Last Sunday, Christy Scarborough Edwards preached at Second Baptist Church, and I agree with many others that it was a good sermon well delivered. We are blessed to have her in our church, along with her husband Jason, our pastor.
Christy preached on the story of the woman at the well as recorded in the fourth chapter of John, and the title of her sermon was “You Belong.” She said rather than the traditional evangelical emphasis on “believe, behave, belong,” we should reverse that order and emphasize “belong, behave, believe.” (The latter is the emphasis of many “emergent churches,” such as Jacob’s Well, one of the most vibrant churches in the Kansas City area; The Christian Century published an article about about that church and that idea in 2006, and here is a link to that article.)
On the Internet I found a blog posting by a young pastor in Memphis who wrote how he prefers the idea of “belong, believe, behave” to “behave, believe, belong,” and I am inclined to think that the emphasis on belief before behavior is important. But I fully agree with this pastor, and with Christy, that correct behavior should not be a prerequisite to belonging.
Still, I am not satisfied with a tripartite division. I would like to suggest that perhaps the best position for a local church would be emphasis on (1) belonging to the community of love, (2) believing the Gospel of and about Jesus Christ, (3) belonging to the community of faith, and (4) behaving increasingly in a way that brings glory to God and the church, which would also be in a way that is healthiest for the individual and his or her relationships.
The church should be both a community of love and a community of faith, and it is important to recognize that belonging to the latter is different from belonging to the former.
We need to take seriously Christy’s point and the book she introduced, The Celtic Way of Evangelism: How Christianity Can Reach the West…Again (2000). George G. Hunter III, the author, emphasizes that evangelism is now about “helping people to belong so that they can believe” (p. 43). That is a good emphasis.
As Christy said, we should be willing to say to everyone, “You belong.” And we should be able to say to all with whom we come in contact, “If you wish to join with us, we will accept you as you are into this community of love.”
But then let’s help all who do come to belong to our community of love to move on to commit themselves to Christ in order to belong to the community of faith.
I agree with your four levels -- makes sense to me. I like the way you designated the levels as "community of love" and "community of faith". Then we continue to develop on the fourth level for a lifetime . . .
ReplyDeleteThe idea of belonging to a group has stimulated a number of thoughts related the individual and the group. Many groups that we are a part of we have little or no choice of belonging (e.g. family, clan, citizen, and even religious groupings for most religions including a significant number of Christians). Each group has its expectations on the members of the group with varying degrees and means of enforcing these expectations (orthodoxy and orthopraxy).

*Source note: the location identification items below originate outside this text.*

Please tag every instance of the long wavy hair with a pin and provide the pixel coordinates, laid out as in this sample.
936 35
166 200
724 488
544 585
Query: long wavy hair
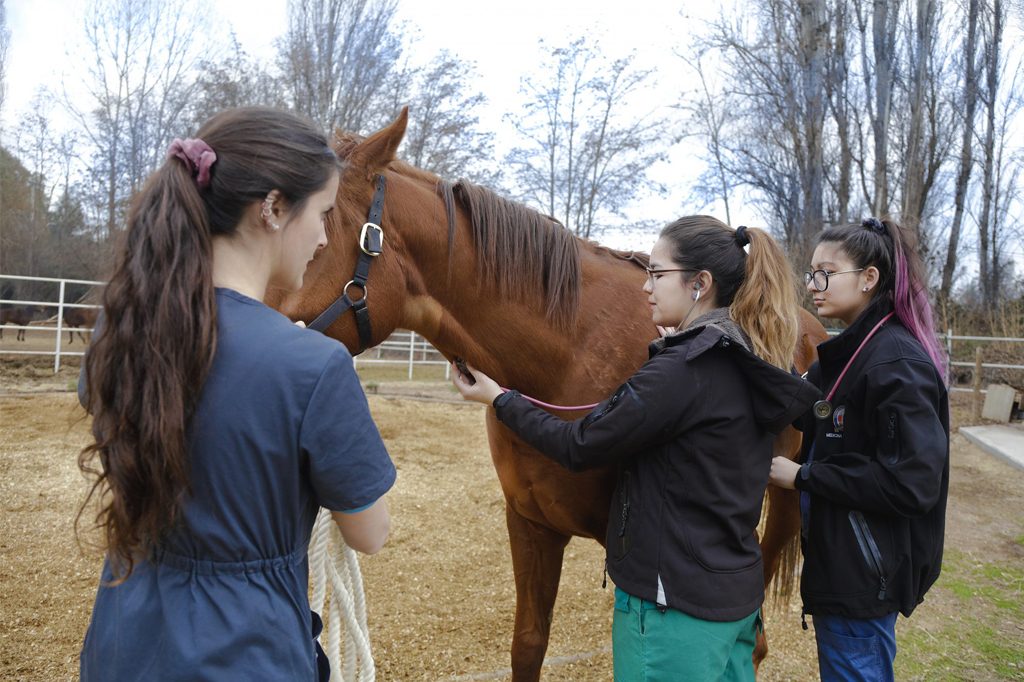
758 287
885 245
146 367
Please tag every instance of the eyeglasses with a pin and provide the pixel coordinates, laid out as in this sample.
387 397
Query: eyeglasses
820 278
651 273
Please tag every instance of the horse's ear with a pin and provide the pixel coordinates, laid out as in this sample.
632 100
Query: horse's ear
376 152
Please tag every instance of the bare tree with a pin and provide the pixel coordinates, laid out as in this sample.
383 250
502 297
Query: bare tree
4 44
843 110
879 75
235 80
707 116
992 50
586 154
915 171
336 57
774 144
141 55
969 104
443 134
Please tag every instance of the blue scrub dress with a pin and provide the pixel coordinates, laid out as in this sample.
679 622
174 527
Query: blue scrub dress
282 428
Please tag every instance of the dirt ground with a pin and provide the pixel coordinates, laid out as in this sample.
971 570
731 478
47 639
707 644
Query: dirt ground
440 595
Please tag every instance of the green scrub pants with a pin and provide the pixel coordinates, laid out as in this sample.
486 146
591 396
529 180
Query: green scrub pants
649 645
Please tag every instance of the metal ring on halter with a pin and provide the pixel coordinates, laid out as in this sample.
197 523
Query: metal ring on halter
344 291
363 240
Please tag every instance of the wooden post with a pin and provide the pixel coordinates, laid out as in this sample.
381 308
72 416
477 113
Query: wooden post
977 383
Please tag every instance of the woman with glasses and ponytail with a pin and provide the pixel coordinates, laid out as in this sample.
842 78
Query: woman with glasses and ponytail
875 467
691 433
220 428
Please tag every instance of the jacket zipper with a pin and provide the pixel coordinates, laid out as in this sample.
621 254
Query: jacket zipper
868 548
624 498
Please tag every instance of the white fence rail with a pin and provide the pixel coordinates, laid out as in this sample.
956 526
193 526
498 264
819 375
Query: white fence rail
404 348
401 348
60 304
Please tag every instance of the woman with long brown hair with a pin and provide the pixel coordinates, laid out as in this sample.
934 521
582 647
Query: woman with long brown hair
220 428
691 433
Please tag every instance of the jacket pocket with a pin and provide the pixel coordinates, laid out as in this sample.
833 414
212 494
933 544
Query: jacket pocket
868 549
619 537
601 412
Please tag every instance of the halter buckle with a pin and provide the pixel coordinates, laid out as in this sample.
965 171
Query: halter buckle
372 231
344 291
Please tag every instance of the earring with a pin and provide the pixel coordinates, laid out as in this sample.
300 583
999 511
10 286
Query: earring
266 212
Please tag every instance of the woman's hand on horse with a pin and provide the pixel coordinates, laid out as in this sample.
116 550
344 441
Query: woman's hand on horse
783 472
484 390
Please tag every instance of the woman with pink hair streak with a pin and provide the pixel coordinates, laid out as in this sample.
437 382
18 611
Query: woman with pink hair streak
875 467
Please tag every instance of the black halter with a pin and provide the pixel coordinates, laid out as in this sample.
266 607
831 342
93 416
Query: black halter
371 245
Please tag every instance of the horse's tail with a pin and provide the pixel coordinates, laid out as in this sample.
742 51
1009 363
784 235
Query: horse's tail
780 544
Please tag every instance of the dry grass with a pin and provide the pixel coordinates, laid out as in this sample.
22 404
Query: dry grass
441 595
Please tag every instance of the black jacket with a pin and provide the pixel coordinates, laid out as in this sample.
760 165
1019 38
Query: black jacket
692 432
879 475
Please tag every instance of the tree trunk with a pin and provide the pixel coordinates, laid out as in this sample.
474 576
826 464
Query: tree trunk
883 37
813 30
966 157
986 247
915 169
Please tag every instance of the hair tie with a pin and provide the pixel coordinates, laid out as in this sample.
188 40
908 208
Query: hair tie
199 157
876 224
741 238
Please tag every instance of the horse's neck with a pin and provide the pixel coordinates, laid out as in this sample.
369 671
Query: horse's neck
514 341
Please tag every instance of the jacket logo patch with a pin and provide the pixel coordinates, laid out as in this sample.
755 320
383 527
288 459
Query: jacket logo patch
838 418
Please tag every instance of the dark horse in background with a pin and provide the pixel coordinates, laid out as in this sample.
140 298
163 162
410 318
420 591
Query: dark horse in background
537 308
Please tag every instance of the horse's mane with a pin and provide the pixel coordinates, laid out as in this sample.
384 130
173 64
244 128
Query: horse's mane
518 249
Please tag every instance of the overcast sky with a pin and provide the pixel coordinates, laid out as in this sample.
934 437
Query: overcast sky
500 38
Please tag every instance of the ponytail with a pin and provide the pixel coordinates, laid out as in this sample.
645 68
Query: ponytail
146 368
759 288
765 305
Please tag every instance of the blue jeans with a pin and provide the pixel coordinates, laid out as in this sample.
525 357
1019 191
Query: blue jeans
855 649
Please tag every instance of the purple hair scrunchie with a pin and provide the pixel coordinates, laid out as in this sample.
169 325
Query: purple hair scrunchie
199 157
740 236
876 224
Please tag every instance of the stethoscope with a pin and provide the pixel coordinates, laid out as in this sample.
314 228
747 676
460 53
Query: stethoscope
822 409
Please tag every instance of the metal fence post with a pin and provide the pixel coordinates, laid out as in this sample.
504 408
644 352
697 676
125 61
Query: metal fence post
977 383
412 352
56 351
949 355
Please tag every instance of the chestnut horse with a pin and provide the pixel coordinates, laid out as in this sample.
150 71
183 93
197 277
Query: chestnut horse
517 295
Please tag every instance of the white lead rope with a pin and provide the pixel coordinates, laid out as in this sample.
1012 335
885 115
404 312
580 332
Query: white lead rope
334 564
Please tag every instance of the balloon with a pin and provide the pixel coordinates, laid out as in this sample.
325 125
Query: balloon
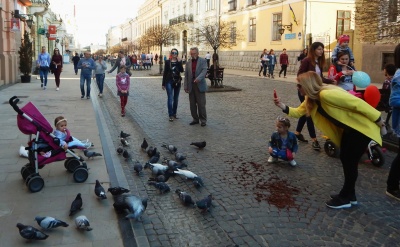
372 95
361 79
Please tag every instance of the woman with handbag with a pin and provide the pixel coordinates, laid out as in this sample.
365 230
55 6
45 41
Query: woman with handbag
172 82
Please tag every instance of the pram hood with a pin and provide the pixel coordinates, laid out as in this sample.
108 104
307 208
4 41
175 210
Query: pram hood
38 120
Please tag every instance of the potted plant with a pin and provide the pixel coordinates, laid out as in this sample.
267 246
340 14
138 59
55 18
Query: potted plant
25 58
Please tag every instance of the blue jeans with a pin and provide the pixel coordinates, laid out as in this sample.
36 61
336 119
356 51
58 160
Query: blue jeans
88 81
100 81
43 71
173 97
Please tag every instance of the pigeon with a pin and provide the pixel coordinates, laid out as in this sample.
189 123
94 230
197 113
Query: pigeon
137 167
120 150
179 157
49 222
116 191
99 190
124 142
200 145
161 186
134 204
185 197
205 203
31 233
91 154
126 155
171 148
124 135
82 222
144 144
76 205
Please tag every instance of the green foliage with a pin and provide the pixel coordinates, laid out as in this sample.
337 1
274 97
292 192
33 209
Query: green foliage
25 55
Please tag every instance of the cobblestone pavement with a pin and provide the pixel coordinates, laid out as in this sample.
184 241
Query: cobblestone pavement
255 203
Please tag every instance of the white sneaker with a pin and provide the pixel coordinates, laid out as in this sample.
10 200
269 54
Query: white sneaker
272 159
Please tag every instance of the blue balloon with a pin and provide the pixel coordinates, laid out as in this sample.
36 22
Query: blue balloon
361 79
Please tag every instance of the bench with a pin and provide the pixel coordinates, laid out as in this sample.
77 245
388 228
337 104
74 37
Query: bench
216 78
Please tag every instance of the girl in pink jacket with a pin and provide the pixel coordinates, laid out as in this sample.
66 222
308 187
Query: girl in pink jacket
123 83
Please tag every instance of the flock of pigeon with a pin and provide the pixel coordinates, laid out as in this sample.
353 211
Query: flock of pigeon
122 202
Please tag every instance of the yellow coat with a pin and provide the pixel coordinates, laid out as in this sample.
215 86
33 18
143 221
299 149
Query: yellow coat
347 109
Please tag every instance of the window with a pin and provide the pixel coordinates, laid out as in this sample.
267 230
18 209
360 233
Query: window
276 25
342 22
233 32
393 11
232 5
252 30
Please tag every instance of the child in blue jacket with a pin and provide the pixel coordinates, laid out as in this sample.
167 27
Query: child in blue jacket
283 143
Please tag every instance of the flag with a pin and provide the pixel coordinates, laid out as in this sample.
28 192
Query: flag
293 15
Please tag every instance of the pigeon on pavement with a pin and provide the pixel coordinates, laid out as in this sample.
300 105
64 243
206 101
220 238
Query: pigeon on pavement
185 197
99 190
134 204
171 148
116 191
179 157
200 145
91 154
205 203
161 186
76 205
83 223
124 135
144 144
31 233
124 142
49 222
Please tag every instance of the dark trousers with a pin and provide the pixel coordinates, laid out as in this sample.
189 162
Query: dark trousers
283 69
304 119
352 147
394 173
197 104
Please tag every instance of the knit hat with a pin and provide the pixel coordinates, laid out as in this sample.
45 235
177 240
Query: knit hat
344 38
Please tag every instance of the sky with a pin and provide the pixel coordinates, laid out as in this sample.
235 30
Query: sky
95 17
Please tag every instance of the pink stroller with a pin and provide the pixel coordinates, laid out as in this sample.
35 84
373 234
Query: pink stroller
31 122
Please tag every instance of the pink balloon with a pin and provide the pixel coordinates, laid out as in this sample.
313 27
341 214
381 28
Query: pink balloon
372 95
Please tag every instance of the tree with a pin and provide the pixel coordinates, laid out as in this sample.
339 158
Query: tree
378 20
159 35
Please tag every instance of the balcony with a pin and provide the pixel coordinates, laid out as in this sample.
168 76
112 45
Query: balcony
181 19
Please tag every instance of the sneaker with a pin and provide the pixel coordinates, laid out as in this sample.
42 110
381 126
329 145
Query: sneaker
393 194
316 146
338 202
300 137
272 159
353 199
87 145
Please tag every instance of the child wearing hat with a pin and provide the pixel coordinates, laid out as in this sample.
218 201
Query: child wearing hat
342 46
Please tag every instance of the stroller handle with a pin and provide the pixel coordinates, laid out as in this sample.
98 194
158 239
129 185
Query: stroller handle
13 102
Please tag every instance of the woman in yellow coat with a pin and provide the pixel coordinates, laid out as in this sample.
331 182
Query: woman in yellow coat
350 122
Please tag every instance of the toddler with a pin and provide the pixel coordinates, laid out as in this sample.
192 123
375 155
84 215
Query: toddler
342 46
67 140
123 83
283 143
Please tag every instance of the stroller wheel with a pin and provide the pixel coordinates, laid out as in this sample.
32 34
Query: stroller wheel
377 157
81 174
330 149
27 170
35 184
72 164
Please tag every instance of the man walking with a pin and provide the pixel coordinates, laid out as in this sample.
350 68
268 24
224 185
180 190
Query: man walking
86 65
195 84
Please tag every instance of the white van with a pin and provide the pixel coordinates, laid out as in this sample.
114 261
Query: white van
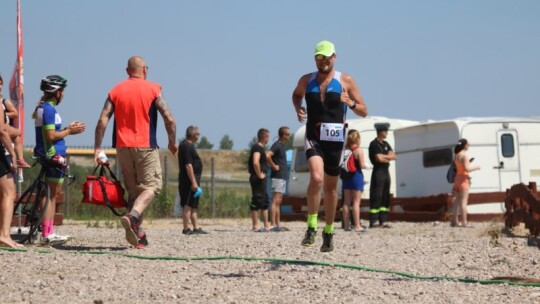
299 171
507 150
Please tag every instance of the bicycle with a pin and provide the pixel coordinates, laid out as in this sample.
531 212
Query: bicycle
31 205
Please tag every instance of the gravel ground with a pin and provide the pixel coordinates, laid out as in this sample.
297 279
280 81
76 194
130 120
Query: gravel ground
74 273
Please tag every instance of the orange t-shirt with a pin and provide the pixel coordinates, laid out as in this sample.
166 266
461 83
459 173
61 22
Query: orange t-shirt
135 113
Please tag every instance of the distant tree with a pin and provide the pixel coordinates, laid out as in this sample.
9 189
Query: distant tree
204 144
226 143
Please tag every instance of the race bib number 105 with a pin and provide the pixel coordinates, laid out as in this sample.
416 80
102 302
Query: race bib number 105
332 132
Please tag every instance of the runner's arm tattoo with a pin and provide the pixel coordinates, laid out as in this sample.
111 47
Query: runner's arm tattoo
101 126
170 124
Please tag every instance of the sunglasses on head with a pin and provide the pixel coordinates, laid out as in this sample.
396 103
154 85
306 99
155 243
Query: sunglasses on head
322 57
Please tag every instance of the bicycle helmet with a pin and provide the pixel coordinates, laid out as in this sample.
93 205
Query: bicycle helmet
53 83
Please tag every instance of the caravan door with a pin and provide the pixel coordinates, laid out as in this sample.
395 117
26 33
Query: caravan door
508 154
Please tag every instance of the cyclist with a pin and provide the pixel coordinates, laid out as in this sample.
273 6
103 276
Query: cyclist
50 144
7 186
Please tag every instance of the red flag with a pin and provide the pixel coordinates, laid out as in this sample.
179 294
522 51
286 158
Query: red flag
16 85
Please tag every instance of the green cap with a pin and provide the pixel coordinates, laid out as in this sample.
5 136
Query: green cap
325 48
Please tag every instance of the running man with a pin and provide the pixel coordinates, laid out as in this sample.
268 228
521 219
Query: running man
278 163
328 94
135 103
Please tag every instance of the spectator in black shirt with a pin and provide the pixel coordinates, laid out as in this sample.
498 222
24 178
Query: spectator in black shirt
380 155
190 167
278 163
257 179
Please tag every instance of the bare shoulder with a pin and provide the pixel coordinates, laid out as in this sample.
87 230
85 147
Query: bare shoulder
304 79
346 78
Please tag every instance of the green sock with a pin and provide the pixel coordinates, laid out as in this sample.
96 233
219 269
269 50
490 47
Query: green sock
312 221
329 228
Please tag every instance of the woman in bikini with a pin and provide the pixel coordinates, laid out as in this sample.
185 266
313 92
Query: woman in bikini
461 183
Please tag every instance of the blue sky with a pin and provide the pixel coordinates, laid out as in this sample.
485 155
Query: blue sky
230 66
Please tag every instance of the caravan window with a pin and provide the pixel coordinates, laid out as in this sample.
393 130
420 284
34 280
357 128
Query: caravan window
436 158
300 161
507 145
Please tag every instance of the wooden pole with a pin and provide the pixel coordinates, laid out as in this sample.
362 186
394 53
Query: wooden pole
212 177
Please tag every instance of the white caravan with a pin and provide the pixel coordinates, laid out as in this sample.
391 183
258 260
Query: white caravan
299 171
507 150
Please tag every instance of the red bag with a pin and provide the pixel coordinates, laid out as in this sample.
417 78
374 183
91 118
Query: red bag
100 190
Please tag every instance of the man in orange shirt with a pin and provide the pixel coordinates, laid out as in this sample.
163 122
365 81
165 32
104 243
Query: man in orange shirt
135 103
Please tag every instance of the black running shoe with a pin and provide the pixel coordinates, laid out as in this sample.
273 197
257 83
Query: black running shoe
199 231
328 242
143 242
309 238
131 225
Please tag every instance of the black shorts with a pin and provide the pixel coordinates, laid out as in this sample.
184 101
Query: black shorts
259 197
186 198
331 153
5 167
186 194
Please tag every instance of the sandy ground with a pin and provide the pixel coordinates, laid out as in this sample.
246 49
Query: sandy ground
98 266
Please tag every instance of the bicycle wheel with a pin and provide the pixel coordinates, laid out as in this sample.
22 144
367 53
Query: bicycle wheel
29 211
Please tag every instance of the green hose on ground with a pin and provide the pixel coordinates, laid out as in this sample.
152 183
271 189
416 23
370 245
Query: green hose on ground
296 262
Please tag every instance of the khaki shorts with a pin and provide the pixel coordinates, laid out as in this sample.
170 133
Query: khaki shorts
141 170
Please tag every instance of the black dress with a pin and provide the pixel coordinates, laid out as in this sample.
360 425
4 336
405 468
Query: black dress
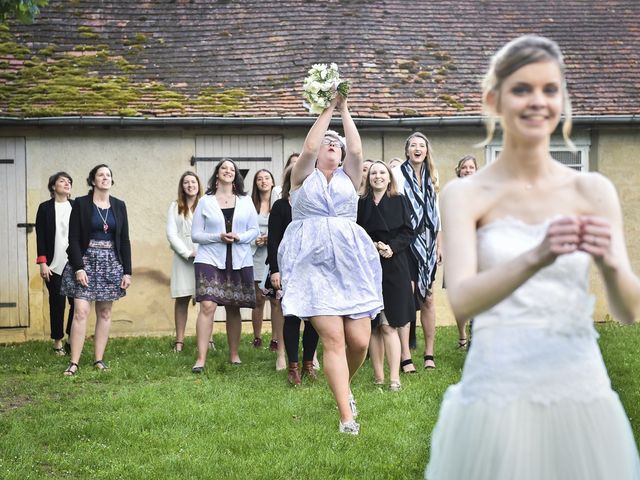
389 222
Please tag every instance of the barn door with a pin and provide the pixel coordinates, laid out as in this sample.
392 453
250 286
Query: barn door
14 307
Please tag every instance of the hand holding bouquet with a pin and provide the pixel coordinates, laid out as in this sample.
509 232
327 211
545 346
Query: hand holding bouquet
321 87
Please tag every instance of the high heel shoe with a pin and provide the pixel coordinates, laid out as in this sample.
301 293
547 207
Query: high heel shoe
309 371
294 375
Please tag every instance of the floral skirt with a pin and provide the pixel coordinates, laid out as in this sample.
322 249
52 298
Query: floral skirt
227 287
104 272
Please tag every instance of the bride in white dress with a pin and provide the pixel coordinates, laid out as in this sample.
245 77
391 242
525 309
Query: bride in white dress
535 400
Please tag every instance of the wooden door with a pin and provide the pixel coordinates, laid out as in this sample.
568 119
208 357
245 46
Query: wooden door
14 284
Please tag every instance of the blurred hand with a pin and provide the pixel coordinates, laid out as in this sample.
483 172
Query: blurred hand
595 238
275 281
562 237
81 278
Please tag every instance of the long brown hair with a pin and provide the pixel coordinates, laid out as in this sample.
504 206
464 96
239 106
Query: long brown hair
286 183
183 207
391 188
255 193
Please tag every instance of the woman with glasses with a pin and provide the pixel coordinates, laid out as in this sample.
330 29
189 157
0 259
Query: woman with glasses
330 269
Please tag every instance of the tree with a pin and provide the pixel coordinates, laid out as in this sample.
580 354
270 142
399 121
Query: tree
23 10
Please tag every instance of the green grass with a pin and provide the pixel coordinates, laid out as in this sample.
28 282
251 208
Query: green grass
150 418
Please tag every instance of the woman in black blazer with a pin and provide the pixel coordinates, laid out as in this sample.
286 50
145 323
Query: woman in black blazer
52 228
99 268
384 214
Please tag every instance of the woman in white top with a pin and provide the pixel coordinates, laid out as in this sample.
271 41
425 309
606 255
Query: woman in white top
535 400
52 236
225 224
179 217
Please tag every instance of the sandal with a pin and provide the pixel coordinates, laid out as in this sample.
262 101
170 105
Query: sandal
100 365
410 366
71 371
429 358
395 386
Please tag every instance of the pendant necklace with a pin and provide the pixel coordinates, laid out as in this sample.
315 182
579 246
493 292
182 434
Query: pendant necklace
105 225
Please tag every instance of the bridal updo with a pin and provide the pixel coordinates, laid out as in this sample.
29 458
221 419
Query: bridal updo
514 55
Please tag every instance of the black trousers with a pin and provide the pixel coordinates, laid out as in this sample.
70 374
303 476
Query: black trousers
291 333
56 307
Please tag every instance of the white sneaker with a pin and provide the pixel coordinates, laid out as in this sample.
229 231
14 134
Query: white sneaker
351 427
353 406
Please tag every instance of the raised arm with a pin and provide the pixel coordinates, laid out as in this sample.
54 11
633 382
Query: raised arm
603 239
306 161
471 292
353 160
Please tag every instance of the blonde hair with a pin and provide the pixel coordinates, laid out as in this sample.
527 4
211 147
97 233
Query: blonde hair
392 191
514 55
433 172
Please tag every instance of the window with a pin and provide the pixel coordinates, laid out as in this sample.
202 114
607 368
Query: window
578 159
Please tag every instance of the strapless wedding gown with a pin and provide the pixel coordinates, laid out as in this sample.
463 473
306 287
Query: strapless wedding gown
535 401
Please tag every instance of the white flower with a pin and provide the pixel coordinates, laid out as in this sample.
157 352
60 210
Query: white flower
320 86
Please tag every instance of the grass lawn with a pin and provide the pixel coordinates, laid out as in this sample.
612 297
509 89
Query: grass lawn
149 417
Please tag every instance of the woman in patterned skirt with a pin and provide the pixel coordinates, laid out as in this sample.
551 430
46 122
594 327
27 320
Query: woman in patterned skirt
225 224
99 268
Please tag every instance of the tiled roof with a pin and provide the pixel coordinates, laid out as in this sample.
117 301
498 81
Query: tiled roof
248 58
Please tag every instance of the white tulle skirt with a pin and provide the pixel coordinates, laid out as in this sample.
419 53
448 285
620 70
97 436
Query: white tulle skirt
532 406
521 440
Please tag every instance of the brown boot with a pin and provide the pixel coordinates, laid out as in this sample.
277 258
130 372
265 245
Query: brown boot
308 370
294 376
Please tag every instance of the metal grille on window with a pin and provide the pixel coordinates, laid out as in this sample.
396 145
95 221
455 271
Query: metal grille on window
568 158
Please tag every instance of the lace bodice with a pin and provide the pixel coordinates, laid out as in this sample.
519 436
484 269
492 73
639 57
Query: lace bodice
319 198
556 297
539 343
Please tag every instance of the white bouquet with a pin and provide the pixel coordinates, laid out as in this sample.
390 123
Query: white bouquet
321 86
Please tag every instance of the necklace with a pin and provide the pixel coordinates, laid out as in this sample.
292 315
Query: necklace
105 226
226 201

ReplyDeleteThe primal reasons for belonging to groups is for security and for being able to obtain more (material and emotional) by being a party of many instead of a party of one. When the group is functional it is able to do far more than any one individual is able to do alone.
When the group is dysfunctional to some degree, however, then the individual becomes subservient to the group. The most important point for the dysfunctional group is for the group to survive at the expense of the individual. This to me sums of Jesus' comment about man was not made for the Sabbath but the Sabbath was made for man.
The hardest point about belonging to any group is that the group in some form or another will enforce hegemony upon its members which then challenges individuals as individuals. Many of the posts over the months have been written to try to encourage conformity in thought or belief and ultimately in action. The ultimate rub is this for the group--if group allows absolute diversity, does it endanger itself with irrelancy in that it holds no position and everything is relative and negotiable (potentially disengrates and no longer functions as a group)? On the other hand, if it allows no diversity, then the individuals are denigrated to the point of no personal worth or dignity. From a political standpoint these extremes are viewed as totalitarianism (which the world has seen many times) and absolute democracy (which some have described in places like Lebanon as nightmare also).
Leroy, any thoughts about the third way here.
DHJ, thanks for your comments.
ReplyDeleteIt seems you are talking about belonging on a larger scale than what I was writing about. I was talking more about belonging to a local group, such as a church fellowship.
While sometimes there can be a type of totalitarianism even in a local fellowship, that doesn't happen often, perhaps. And I don't know on that level if absolute democracy is usually a problem--although it perhaps is seldom practiced.
It may be too idealistic, but it seems to me that the church community should initially be a community of love to which all can freely belong, which is what Christy was advocating in her sermon. That seems like a good place to begin, although as I wrote above, I don't think that should be the only stage of belonging.
As to broader society, I am not sure what can even be dreamed of there. At the least, I guess, I would hope for civility in society, and it seems often that the U.S. is a long ways from being there.